Stephen Mac Cuarta’s face was deadly serious, his eyes searching mine. ‘Tell me again what the poet said. Tell me what he said of Roisin, and of Macha.’
‘He made no mention of Roisin, and of Murchadh he said …’
‘Not of Murchadh, of Macha.’ He gave emphasis to the last word.
I shook my head. ‘I know no Macha; he spoke of no Macha.’
‘He spoke did he not, of the union with the Rose—’
‘The union with the Rose’ – Roisin. ‘Poisoned by a bastard child.’ I looked up. ‘Who is this Macha – is it Sean’s child?’
He hesitated a long moment, then spoke. ‘No, she is not Sean’s child, she is his wife; I married them myself, when he was on his way to Cole
raine for Deirdre’s wedding. She is almost nine months gone with child and under my protection.’
‘He would have told me.’
‘There are things that …’
He had placed a kind hand on my arm but I brushed it away. ‘He would have told me. He is my cousin: we talked of such things.’ A heavy emptiness was dragging itself down to my stomach. ‘He is like my brother.’

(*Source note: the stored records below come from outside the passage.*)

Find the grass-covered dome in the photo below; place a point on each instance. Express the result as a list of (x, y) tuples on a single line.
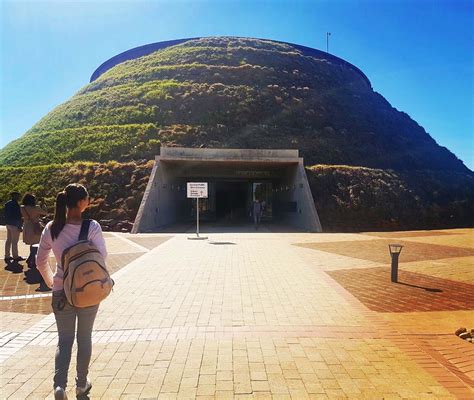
[(250, 93)]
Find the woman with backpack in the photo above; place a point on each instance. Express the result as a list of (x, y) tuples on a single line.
[(58, 235)]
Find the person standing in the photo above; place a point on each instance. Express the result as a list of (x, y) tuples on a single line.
[(14, 224), (257, 213), (58, 235), (31, 214), (32, 229)]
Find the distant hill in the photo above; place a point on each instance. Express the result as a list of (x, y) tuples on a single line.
[(250, 93)]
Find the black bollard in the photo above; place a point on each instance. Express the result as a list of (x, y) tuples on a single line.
[(395, 250), (395, 267)]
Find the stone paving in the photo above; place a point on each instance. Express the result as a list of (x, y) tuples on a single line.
[(265, 315)]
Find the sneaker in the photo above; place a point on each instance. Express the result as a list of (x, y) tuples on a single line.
[(82, 391), (60, 393)]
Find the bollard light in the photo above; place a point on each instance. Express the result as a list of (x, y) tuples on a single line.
[(395, 250)]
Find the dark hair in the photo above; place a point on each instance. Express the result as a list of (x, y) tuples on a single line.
[(14, 195), (29, 200), (68, 198)]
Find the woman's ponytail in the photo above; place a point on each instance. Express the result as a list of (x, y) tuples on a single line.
[(59, 215)]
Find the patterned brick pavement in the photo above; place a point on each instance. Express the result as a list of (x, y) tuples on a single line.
[(256, 319), (413, 292), (377, 250)]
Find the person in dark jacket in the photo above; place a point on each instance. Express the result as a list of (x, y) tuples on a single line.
[(14, 223)]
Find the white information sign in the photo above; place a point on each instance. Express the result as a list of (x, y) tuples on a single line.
[(197, 190)]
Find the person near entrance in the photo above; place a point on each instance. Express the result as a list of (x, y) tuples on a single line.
[(14, 224), (257, 210)]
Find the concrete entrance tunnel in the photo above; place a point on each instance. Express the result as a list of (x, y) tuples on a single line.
[(236, 177)]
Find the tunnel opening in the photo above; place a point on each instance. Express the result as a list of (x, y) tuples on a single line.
[(236, 178)]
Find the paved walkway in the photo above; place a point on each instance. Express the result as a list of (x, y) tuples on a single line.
[(265, 315)]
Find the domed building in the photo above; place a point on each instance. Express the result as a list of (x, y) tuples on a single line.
[(295, 127)]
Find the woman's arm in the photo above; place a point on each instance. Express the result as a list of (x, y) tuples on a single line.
[(42, 257), (41, 211)]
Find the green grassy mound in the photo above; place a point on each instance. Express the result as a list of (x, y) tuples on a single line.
[(224, 92), (347, 198), (244, 93)]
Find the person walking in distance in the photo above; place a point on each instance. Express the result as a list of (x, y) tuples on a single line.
[(257, 213), (14, 224), (58, 235)]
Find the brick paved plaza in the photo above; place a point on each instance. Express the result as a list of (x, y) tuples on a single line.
[(261, 315)]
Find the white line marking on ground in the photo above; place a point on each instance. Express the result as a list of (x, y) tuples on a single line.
[(130, 242)]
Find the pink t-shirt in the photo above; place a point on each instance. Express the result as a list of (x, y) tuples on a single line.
[(68, 236)]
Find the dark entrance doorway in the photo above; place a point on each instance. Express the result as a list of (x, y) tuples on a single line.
[(232, 200)]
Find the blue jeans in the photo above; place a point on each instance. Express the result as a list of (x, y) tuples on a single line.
[(66, 316)]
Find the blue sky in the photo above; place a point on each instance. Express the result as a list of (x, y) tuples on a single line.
[(418, 54)]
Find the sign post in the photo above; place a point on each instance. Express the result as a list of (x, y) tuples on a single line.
[(197, 190)]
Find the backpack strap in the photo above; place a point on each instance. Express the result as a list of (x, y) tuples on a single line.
[(84, 229)]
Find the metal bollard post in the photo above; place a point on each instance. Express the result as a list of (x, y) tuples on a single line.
[(394, 267), (395, 250)]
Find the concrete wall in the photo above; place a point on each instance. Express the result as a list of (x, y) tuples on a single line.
[(305, 216), (162, 203)]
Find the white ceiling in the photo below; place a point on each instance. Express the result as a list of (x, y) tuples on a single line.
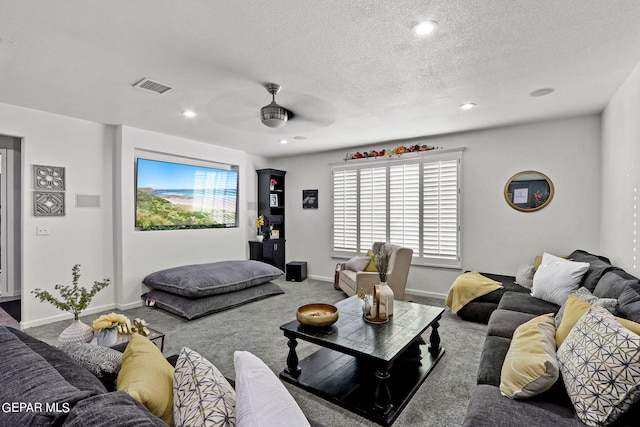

‘He could tell no one. You know of your grandmother’s plans for him. She looks to join these two branches of the O’Neills, and with them your grandfather’s money and lands to Murchadh’s, and to see her family a force to be reckoned with once more. If Sean has a bastard child, Roisin might not like it – although, in truth, most of the Irish of his rank will have – but it would make little difference to her and any child she might have by him in wedlock in English law. But if Sean is already married, and has a child of that marriage, that child, and not any from a bigamous marriage to Roisin, would inherit all he has.’
‘So why would O’Rahilly have talked of a bastard child?’
‘Because he does not know. He does not know Sean is married.’
‘But if, as you say, such things are common, can he have really hoped to put Murchadh off the marriage by talking of a bastard child? Under the law, Murchadh has nothing to lose by that.’
‘Under the English law, perhaps, but under our old ways, our old laws, the brehon laws, a bastard child has as much right to his father’s property as a son born in wedlock, and as much call on the loyalty of his father’s followers.’
The significance of this was beyond me. ‘But Murchadh has woven himself into the fabric of the English occupation, he has danced to the English tune over twenty years now, has he not, in spite of what his sons might do? Why should the old Irish laws bother him now?’
The priest got up and began to tidy up the breakfasting beakers and bowls. ‘Aye, you are right. Think no more on it. Now go you to Coleraine. When you are finished there, I will meet you at Bushmills, and take you to Finn O’Rahilly; I know his lair. But if you meet with any difficulties or dangers on the way, make straight for Bonamargy Friary. Whether I am there or not, you will be given sanctuary.’